Её выражение «ваша новая любовь» будто источает запах роз.
Я бросаю пакет с обедом в мусорную корзину, говорю: «Прости», затем спешу в мужской туалет, чтобы немного привести себя в порядок. Я в шоке от того, что вижу в зеркале. На мне зелёные вельветовые штаны, голубая рубашка, чёрные носки и коричневые ботинки. Ничто не сочетается. В те дни, когда я обращаю внимание на то, во что одеваюсь, ничего не происходит. А когда это имеет значение, я выгляжу так, будто меня одевало торнадо, не различающее цветов.
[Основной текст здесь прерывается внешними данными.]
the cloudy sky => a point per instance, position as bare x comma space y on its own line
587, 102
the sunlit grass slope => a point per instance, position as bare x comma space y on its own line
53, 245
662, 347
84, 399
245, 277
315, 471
Я умываю лицо, поправляю берет и выбегаю на улицу. «Предметом обсуждения будет ваша новая любовь», – слышу я, будто эта фраза – песня о любви.
Несясь по тротуару, я чувствую себя виноватым. Я не всё рассказал в клинике. Я не хотел, чтобы у неё сложилось самое худшее представление о моей семье или обо мне самом. У моей матери было несколько припадков за два года до моего рождения. Она вышла замуж в тринадцать лет, или, если быть более точным, её родители устроили этот брак и она должна была выйти замуж в тринадцать. Но её состояние улучшилось после моего рождения. Мой младший брат не говорил до четырёх лет, но затем развитие пошло ускоренными темпами, и он везде получал высшие баллы, потом получил несколько дипломов, включая по французской литературе в Колумбийском Университете. Другой брат, хотя и психолог, имел проблемы с алкоголем, а теперь у него начальная стадия диабета. У меня аллергия на многие вещи и бронхиальная астма. Я ничего из этого не сказал Джульетте. Думаю, что селективная память – это первое убежище беспокойного разума.
Мне нужно теперь признаться ей в этой самоцензуре? В конце концов, она имеет право на всю правду. Как я могу начинать искренние отношения с ней, если начинаю с обмана? Или открывать правду постепенно – нормально? Пусть капает капельками, как вода из крана.